3. Sevr Antlaşması Neden Geçersiz Sayıldı?
- Milli Meclis Onayı Eksikliği: Sevr Antlaşması, Osmanlı Hükümeti tarafından imzalanmış olsa da, dönemin anayasası olan Kanun-i Esasi'ye göre bir antlaşmanın yürürlüğe girebilmesi için Meclis-i Mebusan (veya Milli Meclis/TBMM) tarafından onaylanması gerekiyordu. Ancak Sevr Antlaşması, Türk milletinin temsilcisi olan Türkiye Büyük Millet Meclisi (TBMM) tarafından hiçbir zaman onaylanmamıştır.
- Hukuki Geçersizlik: TBMM'nin onayı olmadığı için Sevr Antlaşması, uluslararası hukuk açısından "ölü doğmuş" bir antlaşma olarak kabul edilir ve hiçbir zaman yürürlüğe girmemiştir.
⚠️ Dikkat: Sevr Antlaşması'nın hukuken geçersiz olmasının temel nedeni, Milli Meclis (TBMM) tarafından onaylanmamasıdır.

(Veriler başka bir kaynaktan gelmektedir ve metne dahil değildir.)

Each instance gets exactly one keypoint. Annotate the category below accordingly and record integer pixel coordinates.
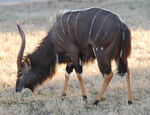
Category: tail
(125, 50)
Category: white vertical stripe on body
(101, 26)
(76, 23)
(57, 33)
(68, 25)
(62, 26)
(93, 23)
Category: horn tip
(17, 23)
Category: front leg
(69, 69)
(107, 78)
(78, 69)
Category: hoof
(64, 94)
(84, 97)
(129, 102)
(96, 102)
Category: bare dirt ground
(36, 19)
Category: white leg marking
(94, 52)
(80, 74)
(80, 62)
(57, 58)
(67, 74)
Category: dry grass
(47, 99)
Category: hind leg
(69, 69)
(78, 69)
(128, 86)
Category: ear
(27, 61)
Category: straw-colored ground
(36, 19)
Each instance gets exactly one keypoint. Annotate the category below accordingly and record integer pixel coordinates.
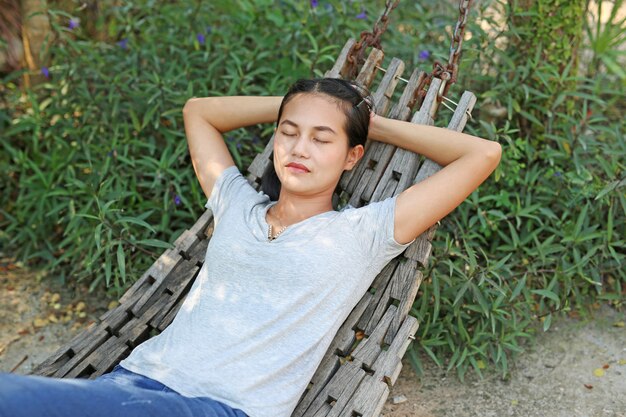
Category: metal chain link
(356, 56)
(448, 72)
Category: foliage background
(96, 177)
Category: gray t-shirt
(260, 315)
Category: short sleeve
(229, 189)
(375, 228)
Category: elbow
(494, 153)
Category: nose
(300, 147)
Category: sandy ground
(577, 368)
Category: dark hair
(353, 99)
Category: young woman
(283, 269)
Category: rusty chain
(356, 56)
(446, 72)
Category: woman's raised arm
(208, 117)
(467, 161)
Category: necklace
(270, 236)
(269, 233)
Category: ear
(354, 155)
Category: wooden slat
(339, 391)
(368, 71)
(368, 400)
(389, 363)
(370, 347)
(341, 344)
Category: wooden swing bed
(364, 359)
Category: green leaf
(546, 322)
(548, 294)
(135, 220)
(121, 261)
(156, 243)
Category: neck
(292, 208)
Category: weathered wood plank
(368, 400)
(389, 362)
(341, 344)
(370, 347)
(368, 70)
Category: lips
(298, 167)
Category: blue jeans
(116, 394)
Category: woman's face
(311, 146)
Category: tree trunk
(36, 38)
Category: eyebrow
(319, 128)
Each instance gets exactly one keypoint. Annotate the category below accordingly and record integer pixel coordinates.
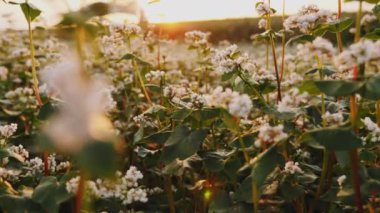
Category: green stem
(80, 193)
(169, 193)
(283, 41)
(378, 112)
(358, 19)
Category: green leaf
(50, 194)
(16, 204)
(139, 135)
(264, 164)
(181, 114)
(183, 143)
(221, 202)
(372, 88)
(338, 88)
(374, 35)
(309, 87)
(336, 139)
(30, 11)
(212, 161)
(231, 122)
(98, 159)
(300, 39)
(291, 192)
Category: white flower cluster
(373, 128)
(292, 100)
(86, 103)
(321, 46)
(18, 152)
(8, 130)
(303, 154)
(127, 30)
(229, 60)
(124, 188)
(197, 38)
(262, 23)
(292, 79)
(105, 96)
(22, 98)
(270, 134)
(262, 75)
(333, 119)
(112, 45)
(9, 174)
(155, 75)
(3, 73)
(367, 19)
(239, 105)
(341, 180)
(292, 167)
(263, 9)
(308, 18)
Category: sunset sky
(170, 10)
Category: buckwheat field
(105, 116)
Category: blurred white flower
(81, 118)
(8, 130)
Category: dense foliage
(121, 120)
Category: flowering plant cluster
(128, 121)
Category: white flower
(197, 38)
(292, 100)
(155, 75)
(333, 119)
(3, 73)
(373, 128)
(263, 9)
(237, 104)
(82, 116)
(229, 59)
(19, 152)
(292, 167)
(362, 51)
(240, 106)
(8, 130)
(268, 135)
(262, 23)
(309, 17)
(341, 180)
(368, 19)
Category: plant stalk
(169, 192)
(80, 194)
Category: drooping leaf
(30, 11)
(182, 143)
(98, 159)
(50, 194)
(221, 203)
(300, 39)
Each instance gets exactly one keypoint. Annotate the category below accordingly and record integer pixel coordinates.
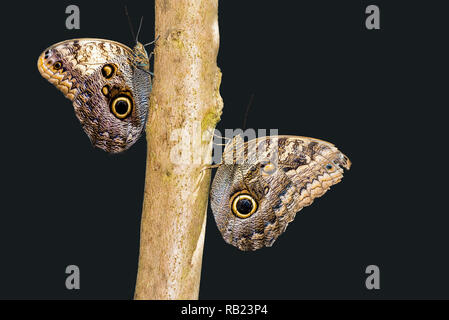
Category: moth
(108, 83)
(261, 184)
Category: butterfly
(261, 184)
(108, 83)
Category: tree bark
(185, 106)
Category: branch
(185, 106)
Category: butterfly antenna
(147, 44)
(140, 26)
(251, 99)
(130, 23)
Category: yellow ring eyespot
(57, 65)
(121, 107)
(105, 90)
(108, 70)
(243, 205)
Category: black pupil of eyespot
(121, 107)
(244, 206)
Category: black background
(315, 71)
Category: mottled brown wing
(109, 94)
(282, 174)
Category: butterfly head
(141, 59)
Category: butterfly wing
(282, 174)
(109, 94)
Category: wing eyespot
(121, 106)
(243, 205)
(108, 70)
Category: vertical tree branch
(185, 106)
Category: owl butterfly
(108, 83)
(261, 185)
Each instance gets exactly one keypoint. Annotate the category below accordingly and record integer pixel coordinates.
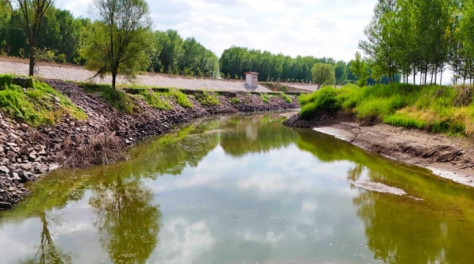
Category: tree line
(421, 38)
(57, 36)
(121, 41)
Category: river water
(242, 189)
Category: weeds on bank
(181, 98)
(235, 100)
(265, 98)
(441, 109)
(36, 105)
(118, 99)
(154, 100)
(207, 99)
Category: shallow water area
(242, 189)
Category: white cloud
(321, 28)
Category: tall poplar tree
(120, 39)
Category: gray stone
(53, 167)
(4, 169)
(5, 205)
(15, 177)
(26, 166)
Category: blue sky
(321, 28)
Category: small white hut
(251, 79)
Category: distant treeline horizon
(63, 39)
(62, 36)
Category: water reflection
(405, 229)
(127, 219)
(242, 190)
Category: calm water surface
(241, 189)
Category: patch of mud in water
(378, 187)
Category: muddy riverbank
(27, 153)
(449, 157)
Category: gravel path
(79, 74)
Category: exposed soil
(449, 157)
(27, 153)
(76, 73)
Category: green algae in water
(241, 189)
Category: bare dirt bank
(448, 157)
(27, 153)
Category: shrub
(181, 98)
(207, 99)
(286, 98)
(319, 102)
(116, 98)
(39, 105)
(235, 100)
(5, 80)
(153, 99)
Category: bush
(39, 105)
(116, 98)
(235, 100)
(153, 99)
(181, 98)
(207, 99)
(286, 98)
(5, 80)
(441, 109)
(320, 102)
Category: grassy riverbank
(36, 103)
(440, 109)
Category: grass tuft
(207, 99)
(154, 100)
(181, 98)
(440, 109)
(118, 99)
(38, 105)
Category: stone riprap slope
(79, 74)
(26, 153)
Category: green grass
(265, 98)
(286, 98)
(154, 100)
(181, 98)
(440, 109)
(38, 105)
(118, 99)
(235, 100)
(320, 102)
(207, 99)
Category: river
(242, 189)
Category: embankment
(446, 156)
(27, 152)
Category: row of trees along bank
(36, 29)
(121, 41)
(422, 38)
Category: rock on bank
(26, 153)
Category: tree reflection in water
(127, 219)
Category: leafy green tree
(360, 69)
(340, 71)
(32, 12)
(323, 74)
(119, 41)
(5, 15)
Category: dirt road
(16, 66)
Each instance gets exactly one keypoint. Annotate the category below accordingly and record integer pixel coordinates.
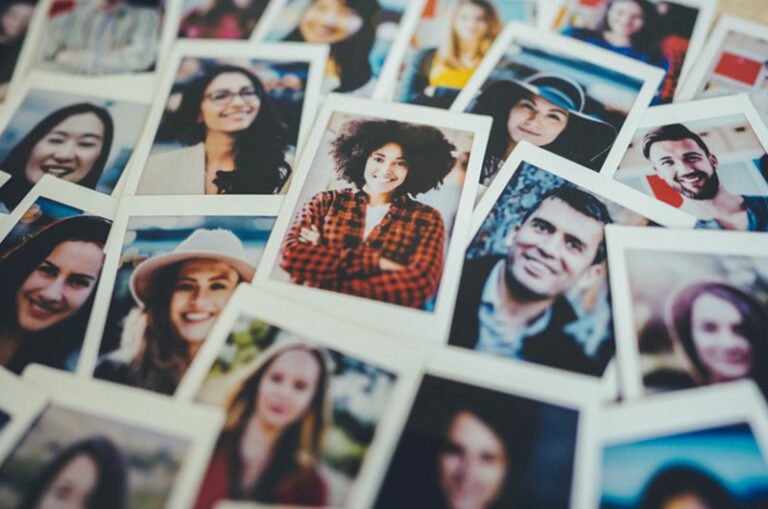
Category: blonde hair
(448, 53)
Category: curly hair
(425, 149)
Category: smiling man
(515, 305)
(682, 159)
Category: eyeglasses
(223, 97)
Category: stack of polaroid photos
(409, 254)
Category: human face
(230, 103)
(553, 249)
(385, 170)
(202, 289)
(73, 485)
(717, 328)
(329, 22)
(625, 17)
(287, 387)
(15, 20)
(470, 23)
(686, 167)
(59, 286)
(68, 151)
(473, 464)
(536, 120)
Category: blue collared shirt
(494, 335)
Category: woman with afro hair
(373, 239)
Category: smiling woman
(72, 143)
(46, 292)
(179, 296)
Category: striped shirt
(88, 40)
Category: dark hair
(352, 54)
(284, 459)
(16, 161)
(582, 202)
(754, 326)
(260, 166)
(676, 480)
(648, 37)
(425, 149)
(112, 485)
(54, 345)
(671, 132)
(246, 18)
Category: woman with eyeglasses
(235, 140)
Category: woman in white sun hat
(179, 295)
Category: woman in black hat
(546, 110)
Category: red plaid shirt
(411, 234)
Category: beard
(706, 192)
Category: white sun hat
(219, 244)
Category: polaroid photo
(15, 17)
(20, 404)
(705, 448)
(225, 109)
(217, 19)
(102, 40)
(362, 233)
(51, 258)
(535, 429)
(367, 38)
(330, 387)
(533, 284)
(706, 157)
(71, 128)
(667, 34)
(563, 95)
(172, 264)
(436, 66)
(733, 61)
(111, 446)
(690, 308)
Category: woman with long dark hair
(374, 239)
(235, 140)
(47, 286)
(434, 76)
(223, 19)
(546, 110)
(89, 474)
(72, 143)
(179, 295)
(349, 27)
(721, 331)
(631, 28)
(275, 424)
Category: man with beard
(514, 305)
(682, 159)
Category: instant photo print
(345, 388)
(259, 99)
(533, 285)
(20, 404)
(70, 128)
(373, 226)
(733, 61)
(565, 96)
(145, 451)
(534, 431)
(704, 449)
(366, 38)
(690, 307)
(666, 34)
(170, 270)
(705, 157)
(434, 69)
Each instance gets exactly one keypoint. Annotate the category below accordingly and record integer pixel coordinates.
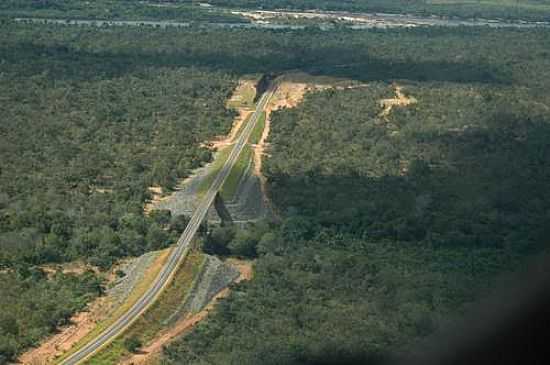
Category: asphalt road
(178, 253)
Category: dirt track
(151, 351)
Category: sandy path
(154, 349)
(82, 324)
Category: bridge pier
(222, 211)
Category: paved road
(178, 253)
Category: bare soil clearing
(82, 323)
(151, 352)
(242, 101)
(399, 100)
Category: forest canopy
(451, 189)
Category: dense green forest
(534, 10)
(92, 117)
(391, 226)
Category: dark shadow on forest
(491, 191)
(65, 63)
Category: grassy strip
(136, 293)
(152, 321)
(219, 161)
(239, 170)
(230, 185)
(258, 129)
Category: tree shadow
(488, 189)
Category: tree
(132, 344)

Bu durum, onu I. Dünya Savaşı sonrası imzalanan diğer barış antlaşmalarından ayıran en önemli özelliktir.
4. Türk Milletinin ve Mustafa Kemal'in Sevr'e Tepkisi
- Milli Mücadele Ruhu: Türk milleti, Sevr Antlaşması'nın ağır ve bağımsızlığa aykırı şartlarına karşı büyük bir tepki göstermiştir. Bu antlaşma, Türk milletini karamsarlığa sürüklemek yerine, tam tersine bağımsızlık azmini daha da artırmıştır. "Ya istiklal ya ölüm!" parolasıyla yürütülen Milli Mücadele, bu antlaşmaya karşı bir direnişin sembolü olmuştur.
- Teslimiyetçi Olmama: Türk milleti, Sevr'in dayattığı teslimiyetçi tutumu reddetmiş, vatanseverlik ve bağımsızlık ruhuyla topyekûn bir direniş başlatmıştır.

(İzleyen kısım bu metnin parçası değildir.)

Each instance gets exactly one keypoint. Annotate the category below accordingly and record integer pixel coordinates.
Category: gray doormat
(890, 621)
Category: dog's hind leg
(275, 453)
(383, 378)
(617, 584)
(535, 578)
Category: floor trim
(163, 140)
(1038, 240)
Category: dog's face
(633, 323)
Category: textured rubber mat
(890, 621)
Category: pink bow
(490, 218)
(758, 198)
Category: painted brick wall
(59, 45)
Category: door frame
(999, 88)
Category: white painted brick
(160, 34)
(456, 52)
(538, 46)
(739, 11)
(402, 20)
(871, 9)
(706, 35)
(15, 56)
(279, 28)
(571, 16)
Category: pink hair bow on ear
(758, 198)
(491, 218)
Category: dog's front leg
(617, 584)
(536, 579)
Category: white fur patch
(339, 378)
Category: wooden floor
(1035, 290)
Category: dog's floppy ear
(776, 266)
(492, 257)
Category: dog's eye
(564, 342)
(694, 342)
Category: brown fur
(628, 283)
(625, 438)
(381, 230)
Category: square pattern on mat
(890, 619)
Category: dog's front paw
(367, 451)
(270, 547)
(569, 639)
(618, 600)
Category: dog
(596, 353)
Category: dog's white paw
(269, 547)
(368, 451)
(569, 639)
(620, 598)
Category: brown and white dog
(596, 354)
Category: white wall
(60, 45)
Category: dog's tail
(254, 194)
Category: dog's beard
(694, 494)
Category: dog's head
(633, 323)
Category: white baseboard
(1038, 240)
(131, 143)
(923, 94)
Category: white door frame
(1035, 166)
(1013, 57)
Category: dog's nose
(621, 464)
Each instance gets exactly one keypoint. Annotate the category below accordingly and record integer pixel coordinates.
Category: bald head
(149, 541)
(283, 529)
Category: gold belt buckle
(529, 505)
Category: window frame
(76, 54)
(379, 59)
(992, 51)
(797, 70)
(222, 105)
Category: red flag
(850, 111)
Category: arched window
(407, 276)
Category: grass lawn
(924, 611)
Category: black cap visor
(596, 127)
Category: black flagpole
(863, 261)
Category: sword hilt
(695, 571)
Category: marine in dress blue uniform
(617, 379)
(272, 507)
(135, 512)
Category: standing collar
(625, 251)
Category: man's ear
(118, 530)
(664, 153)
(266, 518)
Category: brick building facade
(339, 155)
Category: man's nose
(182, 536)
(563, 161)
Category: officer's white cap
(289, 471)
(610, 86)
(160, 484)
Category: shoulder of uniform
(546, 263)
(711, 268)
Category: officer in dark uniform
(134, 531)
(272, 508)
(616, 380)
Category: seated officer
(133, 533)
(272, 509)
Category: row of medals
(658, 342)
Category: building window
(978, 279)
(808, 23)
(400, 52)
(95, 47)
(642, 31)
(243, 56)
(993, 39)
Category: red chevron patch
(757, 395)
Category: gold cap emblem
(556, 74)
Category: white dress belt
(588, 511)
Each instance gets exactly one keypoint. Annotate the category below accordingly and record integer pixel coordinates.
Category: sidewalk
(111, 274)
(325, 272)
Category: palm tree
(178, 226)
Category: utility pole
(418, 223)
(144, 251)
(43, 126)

- Mustafa Kemal'in Duruşu: Mustafa Kemal Atatürk, Sevr Antlaşması'nı "siyasi, adli ve mali istiklalimizi yok etmeye ve sonuç olarak yaşama hakkımızı inkâra ve ortadan kaldırmaya yönelik" olarak değerlendirmiş ve asla kabul edilemez olduğunu vurgulamıştır. O'na göre Sevr, bağımsız devlet anlayışına tamamen tersti ve Türk milletine yaşama hakkı tanımıyordu.
- İtilaf Devletleri'nin Baskısı: İtilaf Devletleri, antlaşmanın imzalanmasını hızlandırmak ve Osmanlı Hükümeti'ni zorlamak için askeri yöntemlere başvurmuş, Yunan kuvvetlerini Anadolu'ya saldırması için teşvik etmiştir.
💡 İpucu: Mustafa Kemal'in Sevr'e yönelik sözleri, antlaşmanın sadece toprak kaybı değil, aynı zamanda siyasi, hukuki ve ekonomik bağımsızlığı tamamen ortadan kaldırma amacı taşıdığını gösterir. Bu sözler, onun tam bağımsızlık ilkesine verdiği önemi de vurgular.
5. Sevr'in Sonucu ve Lozan Antlaşması'na Giden Yol
- Sevr Antlaşması, Milli Mücadele'nin başarıya ulaşması ve Türkiye Büyük Millet Meclisi Hükümeti'nin kazandığı askeri zaferler sayesinde hiçbir zaman uygulanamamıştır.
- Türk milleti, Sevr'i yırtıp atmış ve yerine tam bağımsızlık esasına dayanan Lozan Barış Antlaşması'nı imzalamıştır. Lozan, Sevr'in tam tersi bir ruhla, eşitlik ve bağımsızlık ilkeleri temelinde imzalanan bir zafer antlaşmasıdır.
Bu ders notu, Sevr Antlaşması'nın karmaşık yapısını anlamanıza ve LGS'de bu konuda çıkabilecek sorulara daha bilinçli yaklaşmanıza yardımcı olacaktır. Unutmayın, tarih sadece olayları ezberlemek değil, aynı zamanda neden-sonuç ilişkilerini kurmak ve olayların günümüze etkilerini yorumlamaktır. Başarılar dilerim!